The company reported a net loss of $19.7 million in the third quarter that ended Sept. 30. Despite that, Baker says Hecla displayed “significant progress” toward its financial goal of eliminating revolving debt.

As for Lucky Friday, Baker says it’s an important mine in Hecla’s overall portfolio that includes a total of five mines.

“Everything is set up for Lucky Friday to operate certainly another 30 more years ... and probably another 75 more years, frankly,” Baker says. “It’s in a geologic environment where there’s going to be more ore to find.”

The price of precious metals now is higher than at any period of the strike.

As of last week, the price of gold stood at $1,555 per troy ounce, while silver was just over $18 per troy ounce. When employees went on strike near the beginning of 2017, those prices stood at $1,160 and $16, respectively.

In addition to Lucky Friday, Hecla’s other mines include the Greens Creek Mine, north of Juneau, Alaska; Casa Berardi Mine, in Quebec, Canada; San Sebastian Mine, in Durango, Mexico; and the Nevada mines Fire Creek, Midas, and Hollister, in the north central part of the state.

Greens Creek over time has emerged as the company’s leading mine as it has become the single largest revenue generator among Hecla’s five mines, Baker says.
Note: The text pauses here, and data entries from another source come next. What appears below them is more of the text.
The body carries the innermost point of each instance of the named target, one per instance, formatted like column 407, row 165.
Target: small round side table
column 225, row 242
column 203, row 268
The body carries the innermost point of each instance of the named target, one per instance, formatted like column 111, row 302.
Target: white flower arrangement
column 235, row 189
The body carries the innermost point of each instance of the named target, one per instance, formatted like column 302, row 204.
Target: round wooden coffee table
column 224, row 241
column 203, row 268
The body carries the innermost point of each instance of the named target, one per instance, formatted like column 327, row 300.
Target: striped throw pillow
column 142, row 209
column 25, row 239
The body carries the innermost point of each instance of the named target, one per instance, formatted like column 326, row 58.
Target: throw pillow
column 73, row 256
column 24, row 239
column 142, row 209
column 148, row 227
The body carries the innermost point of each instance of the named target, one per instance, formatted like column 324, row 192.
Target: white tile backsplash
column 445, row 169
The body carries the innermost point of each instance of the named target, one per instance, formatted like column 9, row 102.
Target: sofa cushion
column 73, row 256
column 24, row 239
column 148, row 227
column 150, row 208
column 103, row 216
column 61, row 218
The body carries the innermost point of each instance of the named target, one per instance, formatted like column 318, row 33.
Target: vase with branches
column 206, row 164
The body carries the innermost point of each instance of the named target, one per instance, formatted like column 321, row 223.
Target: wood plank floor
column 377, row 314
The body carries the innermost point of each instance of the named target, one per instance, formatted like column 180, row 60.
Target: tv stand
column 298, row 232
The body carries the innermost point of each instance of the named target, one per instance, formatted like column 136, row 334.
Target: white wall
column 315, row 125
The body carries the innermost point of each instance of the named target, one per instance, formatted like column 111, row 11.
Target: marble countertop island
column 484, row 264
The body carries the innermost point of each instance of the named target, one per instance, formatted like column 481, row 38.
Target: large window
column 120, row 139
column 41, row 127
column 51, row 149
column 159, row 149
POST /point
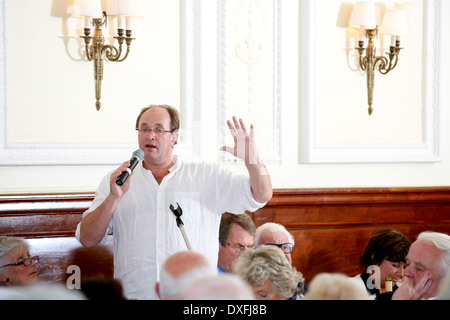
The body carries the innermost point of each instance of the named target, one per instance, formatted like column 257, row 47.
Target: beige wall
column 55, row 141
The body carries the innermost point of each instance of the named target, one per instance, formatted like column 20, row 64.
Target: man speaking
column 137, row 212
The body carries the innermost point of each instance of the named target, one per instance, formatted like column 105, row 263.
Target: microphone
column 137, row 156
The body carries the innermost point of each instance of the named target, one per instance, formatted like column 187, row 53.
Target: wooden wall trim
column 331, row 227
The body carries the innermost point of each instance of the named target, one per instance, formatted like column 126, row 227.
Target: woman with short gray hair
column 270, row 274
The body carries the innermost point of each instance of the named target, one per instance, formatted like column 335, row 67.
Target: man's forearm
column 94, row 225
column 260, row 181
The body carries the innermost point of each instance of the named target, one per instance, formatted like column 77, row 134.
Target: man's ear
column 175, row 136
column 3, row 280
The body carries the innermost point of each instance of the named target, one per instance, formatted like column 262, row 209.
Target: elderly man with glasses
column 138, row 211
column 16, row 265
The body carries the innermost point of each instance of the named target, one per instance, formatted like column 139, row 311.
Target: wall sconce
column 394, row 24
column 94, row 16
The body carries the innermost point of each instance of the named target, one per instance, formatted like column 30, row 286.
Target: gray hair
column 9, row 243
column 442, row 242
column 258, row 265
column 272, row 227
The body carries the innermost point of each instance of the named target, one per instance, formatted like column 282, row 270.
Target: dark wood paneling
column 331, row 226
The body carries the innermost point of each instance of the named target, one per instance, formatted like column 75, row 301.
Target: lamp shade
column 409, row 9
column 394, row 23
column 88, row 8
column 121, row 7
column 363, row 15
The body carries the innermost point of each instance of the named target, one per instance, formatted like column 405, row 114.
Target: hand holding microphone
column 136, row 157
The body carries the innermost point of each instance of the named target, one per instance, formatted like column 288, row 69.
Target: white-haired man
column 428, row 262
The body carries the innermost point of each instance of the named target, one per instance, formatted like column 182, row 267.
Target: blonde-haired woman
column 269, row 274
column 16, row 265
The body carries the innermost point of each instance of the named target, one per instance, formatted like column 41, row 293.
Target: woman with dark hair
column 384, row 258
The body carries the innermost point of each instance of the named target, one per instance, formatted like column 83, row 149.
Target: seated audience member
column 270, row 274
column 444, row 288
column 428, row 263
column 275, row 234
column 178, row 271
column 384, row 256
column 236, row 234
column 16, row 265
column 224, row 286
column 335, row 286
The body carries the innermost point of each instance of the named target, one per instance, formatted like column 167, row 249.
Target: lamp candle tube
column 129, row 22
column 87, row 22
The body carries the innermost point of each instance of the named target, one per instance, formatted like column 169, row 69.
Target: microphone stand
column 178, row 212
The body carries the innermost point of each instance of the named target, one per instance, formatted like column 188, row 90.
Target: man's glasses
column 25, row 262
column 285, row 247
column 156, row 131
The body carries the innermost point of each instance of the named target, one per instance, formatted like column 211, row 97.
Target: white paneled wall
column 213, row 59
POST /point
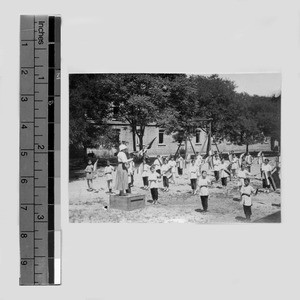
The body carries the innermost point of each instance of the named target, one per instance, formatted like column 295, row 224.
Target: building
column 164, row 144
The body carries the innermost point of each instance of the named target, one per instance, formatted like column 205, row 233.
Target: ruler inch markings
column 38, row 82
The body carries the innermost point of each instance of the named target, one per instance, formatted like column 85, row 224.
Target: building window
column 161, row 136
column 198, row 136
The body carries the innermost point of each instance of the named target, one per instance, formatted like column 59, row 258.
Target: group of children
column 167, row 169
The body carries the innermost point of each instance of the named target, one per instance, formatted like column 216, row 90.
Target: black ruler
column 40, row 245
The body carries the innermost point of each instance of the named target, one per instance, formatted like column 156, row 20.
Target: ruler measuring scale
column 40, row 150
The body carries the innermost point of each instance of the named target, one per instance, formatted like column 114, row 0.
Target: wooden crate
column 128, row 202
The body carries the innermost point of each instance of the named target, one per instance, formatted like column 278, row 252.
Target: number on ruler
column 41, row 147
Baker says Greens Creek has generated $2 billion for the company since the late 1990s, a stark contrast to the $500 million lost at Greens Creek in the effort to get it operating in the 10 years prior to the mine becoming profitable.
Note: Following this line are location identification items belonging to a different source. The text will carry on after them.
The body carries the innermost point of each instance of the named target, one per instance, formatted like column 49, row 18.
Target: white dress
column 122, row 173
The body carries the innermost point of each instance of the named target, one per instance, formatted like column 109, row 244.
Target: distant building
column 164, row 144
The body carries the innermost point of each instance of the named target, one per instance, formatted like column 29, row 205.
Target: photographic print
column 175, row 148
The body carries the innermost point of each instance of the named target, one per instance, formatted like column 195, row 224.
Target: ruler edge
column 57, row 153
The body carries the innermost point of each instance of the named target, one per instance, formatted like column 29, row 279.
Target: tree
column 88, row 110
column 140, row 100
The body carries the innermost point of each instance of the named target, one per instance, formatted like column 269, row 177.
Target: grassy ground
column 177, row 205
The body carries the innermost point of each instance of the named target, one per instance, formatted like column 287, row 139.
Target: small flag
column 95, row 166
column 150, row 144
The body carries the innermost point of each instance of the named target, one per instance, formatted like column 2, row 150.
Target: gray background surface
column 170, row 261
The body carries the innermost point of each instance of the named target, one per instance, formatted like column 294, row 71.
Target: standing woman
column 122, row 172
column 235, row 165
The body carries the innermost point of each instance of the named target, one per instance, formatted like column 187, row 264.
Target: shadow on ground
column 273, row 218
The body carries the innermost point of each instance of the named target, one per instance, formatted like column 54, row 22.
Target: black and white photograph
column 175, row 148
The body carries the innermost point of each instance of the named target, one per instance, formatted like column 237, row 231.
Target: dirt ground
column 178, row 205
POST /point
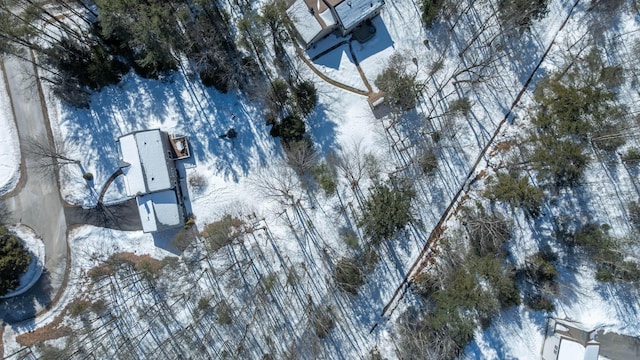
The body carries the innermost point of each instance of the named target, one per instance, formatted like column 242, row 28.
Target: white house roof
column 147, row 170
column 304, row 21
column 353, row 12
column 158, row 210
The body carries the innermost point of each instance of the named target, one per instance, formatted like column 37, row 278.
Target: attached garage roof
column 159, row 211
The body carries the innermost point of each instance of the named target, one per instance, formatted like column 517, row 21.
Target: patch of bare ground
column 50, row 331
column 139, row 262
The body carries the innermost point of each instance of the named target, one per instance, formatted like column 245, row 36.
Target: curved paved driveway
column 36, row 201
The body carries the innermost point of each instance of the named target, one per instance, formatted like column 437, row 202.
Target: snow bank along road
column 36, row 202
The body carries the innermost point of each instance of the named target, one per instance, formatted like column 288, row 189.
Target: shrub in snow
column 517, row 192
column 631, row 157
column 387, row 210
column 428, row 161
column 301, row 155
column 634, row 214
column 184, row 238
column 539, row 303
column 349, row 237
column 197, row 183
column 224, row 313
column 520, row 14
column 305, row 96
column 460, row 107
column 348, row 275
column 222, row 232
column 78, row 306
column 322, row 320
column 487, row 231
column 398, row 85
column 203, row 304
column 430, row 9
column 14, row 261
column 325, row 176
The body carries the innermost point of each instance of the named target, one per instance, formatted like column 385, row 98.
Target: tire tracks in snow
column 428, row 249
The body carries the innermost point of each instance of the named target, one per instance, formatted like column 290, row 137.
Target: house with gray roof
column 315, row 19
column 149, row 173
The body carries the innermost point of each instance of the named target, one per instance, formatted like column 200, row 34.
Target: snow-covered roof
column 304, row 21
column 327, row 17
column 147, row 169
column 159, row 210
column 353, row 12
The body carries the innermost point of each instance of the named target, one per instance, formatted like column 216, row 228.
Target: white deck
column 133, row 180
column 306, row 24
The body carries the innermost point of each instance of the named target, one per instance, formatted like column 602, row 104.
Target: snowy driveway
column 36, row 202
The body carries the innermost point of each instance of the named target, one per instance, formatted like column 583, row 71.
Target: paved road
column 122, row 216
column 37, row 203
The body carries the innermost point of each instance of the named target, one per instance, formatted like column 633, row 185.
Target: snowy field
column 276, row 280
column 10, row 149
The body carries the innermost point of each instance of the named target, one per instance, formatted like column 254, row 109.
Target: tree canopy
column 14, row 261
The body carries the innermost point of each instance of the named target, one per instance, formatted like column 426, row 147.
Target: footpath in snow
column 10, row 149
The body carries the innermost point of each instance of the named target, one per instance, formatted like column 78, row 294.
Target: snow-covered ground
column 243, row 175
column 10, row 149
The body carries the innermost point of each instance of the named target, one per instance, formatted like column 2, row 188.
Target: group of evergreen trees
column 101, row 40
column 14, row 260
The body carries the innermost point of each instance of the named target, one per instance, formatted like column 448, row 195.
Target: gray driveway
column 36, row 202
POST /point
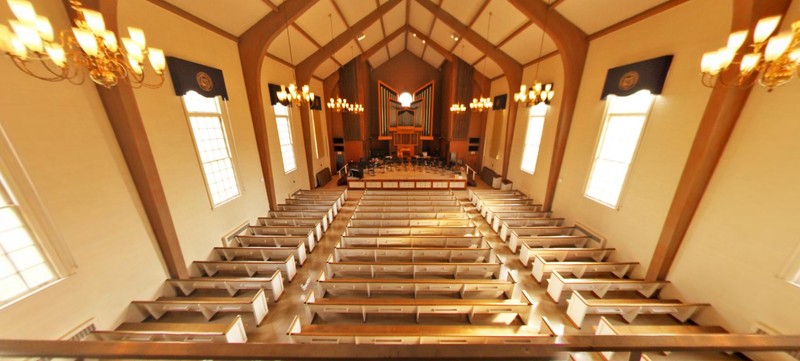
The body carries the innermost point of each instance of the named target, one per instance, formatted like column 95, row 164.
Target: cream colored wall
column 277, row 73
column 550, row 70
column 740, row 246
column 325, row 160
column 199, row 225
column 66, row 144
column 633, row 229
column 498, row 87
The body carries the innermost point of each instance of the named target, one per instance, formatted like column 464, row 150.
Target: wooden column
column 573, row 46
column 253, row 45
column 126, row 121
column 721, row 114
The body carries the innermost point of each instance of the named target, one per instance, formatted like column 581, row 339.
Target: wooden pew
column 606, row 328
column 233, row 285
column 488, row 212
column 232, row 332
column 387, row 254
column 374, row 192
column 421, row 306
column 382, row 197
column 322, row 217
column 415, row 287
column 307, row 232
column 408, row 215
column 558, row 241
column 251, row 268
column 293, row 222
column 409, row 209
column 484, row 201
column 336, row 199
column 417, row 241
column 332, row 205
column 415, row 222
column 499, row 217
column 378, row 203
column 492, row 270
column 477, row 193
column 260, row 253
column 564, row 254
column 526, row 222
column 341, row 193
column 629, row 309
column 207, row 306
column 412, row 231
column 268, row 241
column 541, row 267
column 557, row 284
column 518, row 232
column 298, row 208
column 416, row 334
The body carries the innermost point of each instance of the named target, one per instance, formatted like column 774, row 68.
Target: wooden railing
column 546, row 348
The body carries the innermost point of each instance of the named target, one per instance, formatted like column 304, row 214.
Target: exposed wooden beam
column 271, row 5
column 188, row 16
column 719, row 119
column 637, row 18
column 253, row 45
column 123, row 113
column 386, row 40
column 573, row 45
column 306, row 35
column 284, row 62
column 408, row 16
column 541, row 58
column 446, row 53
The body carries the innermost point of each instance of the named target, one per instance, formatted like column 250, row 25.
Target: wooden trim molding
column 719, row 119
column 188, row 16
column 253, row 45
column 122, row 110
column 573, row 45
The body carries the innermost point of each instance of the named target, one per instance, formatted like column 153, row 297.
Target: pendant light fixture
column 482, row 104
column 538, row 93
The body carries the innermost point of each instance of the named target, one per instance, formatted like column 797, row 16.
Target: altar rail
column 547, row 348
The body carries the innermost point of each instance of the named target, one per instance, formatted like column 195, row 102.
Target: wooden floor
column 274, row 327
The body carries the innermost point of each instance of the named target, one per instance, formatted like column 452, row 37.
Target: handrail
column 544, row 348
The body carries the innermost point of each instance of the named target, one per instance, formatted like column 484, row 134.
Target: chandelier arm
column 21, row 66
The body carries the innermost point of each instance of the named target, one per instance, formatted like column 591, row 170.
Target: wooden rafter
column 253, row 45
column 573, row 45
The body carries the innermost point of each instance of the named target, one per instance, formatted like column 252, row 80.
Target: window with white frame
column 285, row 138
column 211, row 142
column 623, row 124
column 23, row 265
column 533, row 137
Greens Creek has produced about 600,000 ounces of gold, 300 million ounces of silver, 3 billion pounds of zinc, and 1 billion pounds of lead since Hecla bought it in 2008, Baker says.

Hecla purchased Casa Berardi, a gold mine, in 2013. At the time of purchase, the mine produced 2,000 tons of ore per day. The company has managed to double that figure, Baker says.
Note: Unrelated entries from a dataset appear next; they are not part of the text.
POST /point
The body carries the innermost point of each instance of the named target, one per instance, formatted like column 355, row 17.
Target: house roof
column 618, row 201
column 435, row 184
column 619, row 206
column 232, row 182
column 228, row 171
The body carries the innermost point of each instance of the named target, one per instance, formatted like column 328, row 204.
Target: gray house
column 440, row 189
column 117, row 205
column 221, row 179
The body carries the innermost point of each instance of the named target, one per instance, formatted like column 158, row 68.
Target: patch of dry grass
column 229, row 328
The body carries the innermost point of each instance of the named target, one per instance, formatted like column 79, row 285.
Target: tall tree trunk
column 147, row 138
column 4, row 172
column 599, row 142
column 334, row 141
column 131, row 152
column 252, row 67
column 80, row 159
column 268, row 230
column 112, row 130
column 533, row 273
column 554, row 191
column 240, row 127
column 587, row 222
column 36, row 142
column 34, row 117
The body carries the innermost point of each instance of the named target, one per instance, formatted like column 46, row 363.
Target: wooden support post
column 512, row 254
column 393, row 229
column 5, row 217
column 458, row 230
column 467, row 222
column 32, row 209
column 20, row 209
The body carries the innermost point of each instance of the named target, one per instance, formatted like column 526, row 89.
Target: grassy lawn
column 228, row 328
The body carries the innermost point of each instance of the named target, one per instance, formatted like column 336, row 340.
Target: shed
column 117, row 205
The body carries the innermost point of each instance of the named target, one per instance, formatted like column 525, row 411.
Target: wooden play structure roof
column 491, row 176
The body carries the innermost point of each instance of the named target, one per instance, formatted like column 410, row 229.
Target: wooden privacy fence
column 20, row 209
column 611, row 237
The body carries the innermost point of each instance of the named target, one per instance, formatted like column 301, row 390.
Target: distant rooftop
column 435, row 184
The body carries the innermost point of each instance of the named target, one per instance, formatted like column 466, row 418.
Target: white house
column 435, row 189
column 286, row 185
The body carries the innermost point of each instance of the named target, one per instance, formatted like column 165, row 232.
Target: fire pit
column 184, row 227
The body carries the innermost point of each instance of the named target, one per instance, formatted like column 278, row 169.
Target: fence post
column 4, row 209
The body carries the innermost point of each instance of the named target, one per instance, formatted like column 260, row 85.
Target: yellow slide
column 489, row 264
“We have 2 1/2 kilometers (1.5 miles) that’s completely automated,” he says.

A truck operated by computer travels at a high rate of speed through narrow shafts. It carries and unloads minerals onto an elevator, which is then hoisted to the surface.

Operations at the Nevada mines are currently on hold.

“We bought these properties thinking we could do certain things with them and just haven’t been able to,” Baker says. “We’ve decided we need to take a pause and do studies how to best operate these properties.”

Last year, a pair of shareholders filed a lawsuit against the mine claiming senior Hecla executives misrepresented the cashflow outlook of the Nevada mines and failed to notify investors of issues at the mine.

Baker declines to address specifics of the lawsuit; however, at least 10 other similar types of claims have been filed against Hecla over roughly the last decade. He says all 10 were dismissed by the individual judges reviewing each case.

“Each one of the cases is different,” Baker says. “But they generally tend to revolve around disclosure at the time of the transaction.”

At San Sebastian, the company is in the process of testing a nontraditional way of mining sulfidic material. Baker expects testing to be completed early next year.

Other Hecla properties include the Montanore project located in northwestern Montana, which is considered one of the largest undeveloped silver and copper deposits in North America.

In 2015, Hecla acquired former Spokane-based Mines Management Inc., which previously owned Montanore, and Spokane Valley-based Revett Minerals Inc. and took over Revett’s Rock Creek project, which is 10 miles from the Montanore site.

Those projects are still in the permitting phase, Baker says.

Hecla is also working with a European equipment manufacturer to develop a machine that could eliminate the need for drilling and blasting. The machine would mine hard rock by cutting it and installing ground support as it goes.

“We’re expecting to see that at the end of this year, assuming that we don’t run into things we want to change,” Baker says.